The audit committee should consider whether company policies and procedures require that all audit and non-audit services are brought before the committee for pre-approval.

Also, listing company standards require audit committees to pre-approve all audit, review and attest services regardless of whether the firm performing the services is the company's principal auditor.

Prohibited Relationships

Certain relationships between audit firms and the companies they audit are not permitted. These include:

  • Employment relationships. A one-year cooling off period is required before a company can hire certain individuals formerly employed by its auditor in a financial reporting oversight role. The audit committee should also consider whether the hiring of personnel that are or were formerly employed by the audit firm might affect the audit firm's independence.
  • Contingent Fees. Audit committees should not approve engagements that remunerate an independent auditor on a contingent fee or a commission basis. Such remuneration is considered to impair the auditor's independence.
  • Direct or material indirect business relationships. Audit firms may not have any direct or material indirect business relationships with the company, its officers, directors or significant shareholders. Thus, audit committees should consider whether the company has implemented processes that identify such prohibited relationships.
  • Certain Financial Relationships. Audit committees should be aware that certain financial relationships between the company and the independent auditor are prohibited. These include creditor/ debtor relationships, banking, broker-dealer, futures commission merchant accounts, insurance products and interests in investment companies.
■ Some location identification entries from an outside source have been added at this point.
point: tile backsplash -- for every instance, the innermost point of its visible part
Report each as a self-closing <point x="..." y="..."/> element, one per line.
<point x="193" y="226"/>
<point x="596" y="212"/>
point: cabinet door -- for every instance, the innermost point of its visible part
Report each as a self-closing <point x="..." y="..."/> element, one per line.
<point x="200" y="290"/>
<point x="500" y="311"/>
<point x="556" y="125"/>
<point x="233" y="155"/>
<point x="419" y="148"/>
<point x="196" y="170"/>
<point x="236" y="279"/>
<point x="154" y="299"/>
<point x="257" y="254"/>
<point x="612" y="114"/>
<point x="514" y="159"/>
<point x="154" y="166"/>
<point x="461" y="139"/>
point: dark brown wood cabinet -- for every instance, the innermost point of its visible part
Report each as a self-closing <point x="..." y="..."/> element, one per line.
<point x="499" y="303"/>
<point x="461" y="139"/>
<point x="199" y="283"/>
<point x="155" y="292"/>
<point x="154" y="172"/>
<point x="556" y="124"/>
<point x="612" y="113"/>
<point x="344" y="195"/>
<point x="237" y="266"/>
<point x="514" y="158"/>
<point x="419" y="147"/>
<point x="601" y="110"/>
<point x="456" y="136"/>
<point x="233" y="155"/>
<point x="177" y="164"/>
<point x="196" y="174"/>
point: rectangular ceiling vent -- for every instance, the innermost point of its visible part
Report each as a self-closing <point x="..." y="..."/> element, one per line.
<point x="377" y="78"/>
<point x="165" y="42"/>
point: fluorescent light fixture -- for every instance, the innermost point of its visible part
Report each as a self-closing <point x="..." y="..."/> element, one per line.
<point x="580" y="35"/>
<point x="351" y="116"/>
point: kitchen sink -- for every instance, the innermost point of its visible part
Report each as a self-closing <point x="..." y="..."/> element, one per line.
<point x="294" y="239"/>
Communications Between the Audit Committee and the Independent Auditor

Independence Standards Board Standard No. 1 requires that the auditor disclose to the audit committee in writing all relationships between the audit firm and the company that may reasonably be thought to bear on the audit firm's independence. Standard No. 1 also requires the auditor to confirm and discuss its independence with the audit committee. The audit committee should consider discussing the following issues with the auditor in regards to the firm's independence disclosure:

  • Processes the audit firm uses to ensure complete disclosure of all relationships with the company and its affiliates
  • Relationships the audit firm may have with officers, board members and significant shareholders
  • Relationships not included in the communication because they were deemed immaterial

Change of Independent Auditors

The auditor generally must be independent for the entire engagement period and the period covered by the financial statements being audited. Once this relationship is terminated, there is no continuing requirement for the auditor to remain independent. The auditor may generally re-issue its former opinions on the company's financial statements. However, if a restatement of the financial statements becomes necessary, the auditor must be independent to audit the restatement adjustments and re-issue its opinion. Further, if the Board is contemplating or plans a change in auditors, the audit committee must consider whether the prospective firm will be independent during the audit engagement period. That is, the prospective firm must cease all prohibited services and/or sever all prohibited relationships with the issuer prior to the beginning of the audit engagement period. Therefore, the audit committee should consider these issues before hiring a predecessor auditor or a prospective auditor to provide non-audit services to the company or its affiliates. Prospective firms can not audit financial statements of years that they were not independent.

Addressing Independence Issues

The audit committee should discuss and thoroughly investigate any potential independence impairments or issues. The audit committee should also consider seeking guidance from legal counsel, the auditor and the Office of the Chief Accountant (OCA).